JKR: How old are you?
Fan: Eight.
JKR: I think that he was trying to make a goat that was easy to keep clean [laughter], curly horns. That's a joke that works on a couple of levels. I really like Aberforth and his goats. But you know, Aberforth having this strange fondness for goats, if you've read book seven, came in really useful to Harry, later on, because a goat, a stag, you know. If you're a stupid Death Eater, what's the difference. So, that is my answer to YOU.

  • Talking to minors about drugs is another awkward issue. If you tell them the facts that drugs make you feel really good and that some are okay in moderation, they'd likely run off and do them instead of doing their schoolwork. But telling them that all drugs are evil and the same runs the risk of them sneakily trying one drug, surviving and enjoying it, then thinking that all drugs are fine and then doing a harder drug that ruins their lives/kills them. Peoples' views on telling minors about drugs varies a lot, but most choose to exaggerate the dangers for the sake of having a sober child, which to some is a Necessary Weasel. Not that this is an exaggeration to everyone; the view that all illegal drugs are ridiculously more dangerous than the legal ones (like alcohol) is still strongly present in culture, even though it's at best a lie-to-children.
  • In moments of crisis (for example when someone dies or a natural disaster) adults tend to try to spare their kids from information that they perceive as potentially hurtful. And tries to distract from or sugarcoat information. This of course usually just serves to make the kid more anxious and less capable to cope with the situation.
    • Of course, sometimes adults tell these lies to children because they don't know how to explain it to themselves.

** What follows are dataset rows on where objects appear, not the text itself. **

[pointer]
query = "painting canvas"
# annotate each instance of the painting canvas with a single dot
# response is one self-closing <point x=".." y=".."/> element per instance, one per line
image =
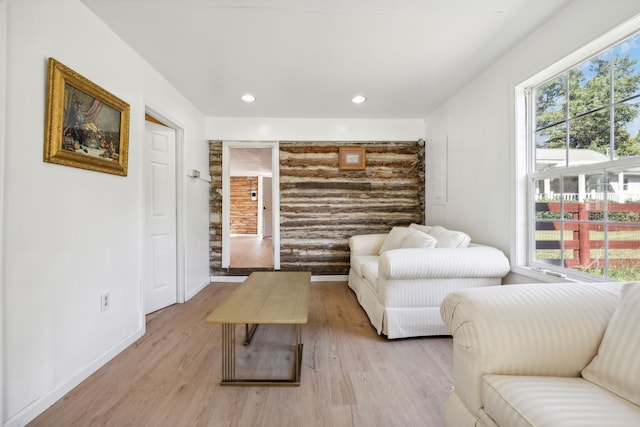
<point x="87" y="127"/>
<point x="352" y="158"/>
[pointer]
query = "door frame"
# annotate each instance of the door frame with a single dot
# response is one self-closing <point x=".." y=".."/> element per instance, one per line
<point x="180" y="203"/>
<point x="226" y="197"/>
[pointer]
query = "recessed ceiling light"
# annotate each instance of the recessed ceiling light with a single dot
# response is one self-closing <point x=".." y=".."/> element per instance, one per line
<point x="358" y="99"/>
<point x="248" y="98"/>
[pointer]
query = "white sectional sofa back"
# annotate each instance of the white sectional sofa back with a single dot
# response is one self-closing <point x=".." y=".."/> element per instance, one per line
<point x="400" y="278"/>
<point x="561" y="354"/>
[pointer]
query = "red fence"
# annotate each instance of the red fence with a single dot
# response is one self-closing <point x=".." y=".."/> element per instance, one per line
<point x="580" y="242"/>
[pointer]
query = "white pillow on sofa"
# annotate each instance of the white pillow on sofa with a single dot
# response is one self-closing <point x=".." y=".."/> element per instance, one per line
<point x="406" y="237"/>
<point x="394" y="239"/>
<point x="449" y="238"/>
<point x="616" y="367"/>
<point x="418" y="239"/>
<point x="424" y="228"/>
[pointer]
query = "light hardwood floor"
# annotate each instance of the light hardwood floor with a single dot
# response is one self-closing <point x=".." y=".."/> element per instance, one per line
<point x="350" y="375"/>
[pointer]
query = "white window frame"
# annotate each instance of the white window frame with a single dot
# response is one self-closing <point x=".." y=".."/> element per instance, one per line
<point x="523" y="243"/>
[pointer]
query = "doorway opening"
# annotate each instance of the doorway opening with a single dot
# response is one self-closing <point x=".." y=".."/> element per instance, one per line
<point x="249" y="231"/>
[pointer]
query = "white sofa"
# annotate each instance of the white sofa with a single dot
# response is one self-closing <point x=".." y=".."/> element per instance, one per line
<point x="401" y="277"/>
<point x="545" y="355"/>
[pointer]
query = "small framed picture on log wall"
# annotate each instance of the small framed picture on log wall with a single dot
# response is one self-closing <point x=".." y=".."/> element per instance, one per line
<point x="352" y="158"/>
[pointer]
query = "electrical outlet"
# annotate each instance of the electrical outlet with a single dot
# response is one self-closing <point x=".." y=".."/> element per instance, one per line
<point x="105" y="301"/>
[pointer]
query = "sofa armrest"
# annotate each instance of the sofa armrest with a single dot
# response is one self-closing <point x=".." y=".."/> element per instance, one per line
<point x="442" y="263"/>
<point x="366" y="244"/>
<point x="532" y="329"/>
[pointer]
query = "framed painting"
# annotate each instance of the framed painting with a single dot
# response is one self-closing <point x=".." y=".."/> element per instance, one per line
<point x="86" y="126"/>
<point x="351" y="158"/>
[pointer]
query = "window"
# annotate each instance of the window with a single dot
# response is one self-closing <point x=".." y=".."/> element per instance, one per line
<point x="583" y="179"/>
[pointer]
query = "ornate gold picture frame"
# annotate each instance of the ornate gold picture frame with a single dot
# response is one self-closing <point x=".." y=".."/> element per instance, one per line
<point x="86" y="126"/>
<point x="352" y="158"/>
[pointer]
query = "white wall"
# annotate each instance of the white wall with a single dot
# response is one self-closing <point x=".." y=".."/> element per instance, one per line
<point x="69" y="234"/>
<point x="270" y="129"/>
<point x="478" y="122"/>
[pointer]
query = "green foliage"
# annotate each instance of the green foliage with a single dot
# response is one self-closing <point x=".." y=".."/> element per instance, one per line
<point x="587" y="107"/>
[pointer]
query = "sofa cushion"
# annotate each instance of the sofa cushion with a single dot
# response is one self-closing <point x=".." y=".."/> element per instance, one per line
<point x="394" y="239"/>
<point x="449" y="238"/>
<point x="418" y="239"/>
<point x="616" y="367"/>
<point x="518" y="400"/>
<point x="424" y="228"/>
<point x="358" y="261"/>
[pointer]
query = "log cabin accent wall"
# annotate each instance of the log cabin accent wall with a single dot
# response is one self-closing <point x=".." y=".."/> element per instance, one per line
<point x="243" y="210"/>
<point x="321" y="206"/>
<point x="215" y="208"/>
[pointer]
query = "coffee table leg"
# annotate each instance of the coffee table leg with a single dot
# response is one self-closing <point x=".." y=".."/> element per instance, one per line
<point x="228" y="351"/>
<point x="248" y="332"/>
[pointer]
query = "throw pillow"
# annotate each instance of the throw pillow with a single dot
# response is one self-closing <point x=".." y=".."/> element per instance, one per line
<point x="616" y="367"/>
<point x="394" y="239"/>
<point x="418" y="239"/>
<point x="424" y="228"/>
<point x="449" y="238"/>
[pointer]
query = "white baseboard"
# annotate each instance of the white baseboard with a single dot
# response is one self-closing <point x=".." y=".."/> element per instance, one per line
<point x="193" y="292"/>
<point x="40" y="405"/>
<point x="235" y="279"/>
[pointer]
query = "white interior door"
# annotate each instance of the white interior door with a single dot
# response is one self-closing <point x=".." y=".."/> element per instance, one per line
<point x="160" y="272"/>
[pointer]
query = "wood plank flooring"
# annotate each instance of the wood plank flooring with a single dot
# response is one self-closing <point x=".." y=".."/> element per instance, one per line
<point x="350" y="375"/>
<point x="251" y="252"/>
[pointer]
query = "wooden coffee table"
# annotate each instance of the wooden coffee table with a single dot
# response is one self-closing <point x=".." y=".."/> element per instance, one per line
<point x="269" y="297"/>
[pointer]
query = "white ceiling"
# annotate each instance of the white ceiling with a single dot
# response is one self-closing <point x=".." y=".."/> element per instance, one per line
<point x="308" y="58"/>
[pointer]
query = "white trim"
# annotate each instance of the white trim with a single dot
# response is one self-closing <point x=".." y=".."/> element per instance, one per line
<point x="38" y="406"/>
<point x="226" y="191"/>
<point x="181" y="202"/>
<point x="523" y="242"/>
<point x="197" y="289"/>
<point x="3" y="160"/>
<point x="239" y="279"/>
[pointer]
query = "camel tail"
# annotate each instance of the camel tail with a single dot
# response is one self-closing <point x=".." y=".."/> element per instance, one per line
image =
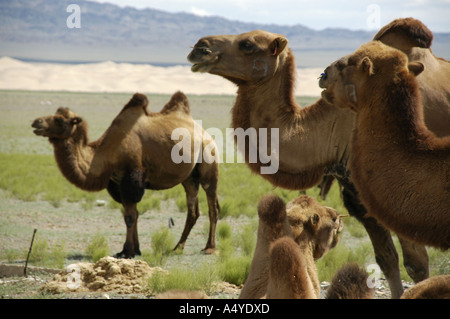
<point x="350" y="282"/>
<point x="178" y="102"/>
<point x="272" y="209"/>
<point x="413" y="29"/>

    • For this reason, local authorities (at least in the UK) maintain teams of councillors and special advisors who are sent into primary schools where a traumatic event has recently taken place- part of their job being telling the teachers how to tell the kids what has happened. (They also deal with parents who try to insist that the teachers enforce this trope when it's impossible...)
  • The sun is white, although it falls into the classification that used to be called "yellow dwarf". Indeed the spectrum of light that reaches us from the sun defines what it means for light to be white.
  • This happens a lot in early math classes. Expect sentences like "You can't take the square root of a negative." or "You can't subtract 5 from 3.", or even that division comes after multiplication in order of operations, while in reality it is done with multiplication in the order they appear.[1]
  • The "Solar System-like atom" used so commonly while representing atoms, also used as commonly to talk to children about them.
  • Earlier, Atoms are the smallest things there are.
    • Protons, Neutrons and Electrons are the smallest things there are.
    • Quarks are the smallest things there are.
    • Subatomic particles are even 'particles' at all.
  • The very common analogy that gravity is like objects "pressing down" on a sheet, shown very well by Xkcd here
  • Spanish 1st semester: "Me gusta" means "I like it." (It actually means "It pleases me", which is important to understand when you need to construct a more complicated sentence about liking.)
  1. While in reality, it's only a convention for writing down expressions, and has nothing to do with math. Heaven help you if you try to explain that distinction to young children.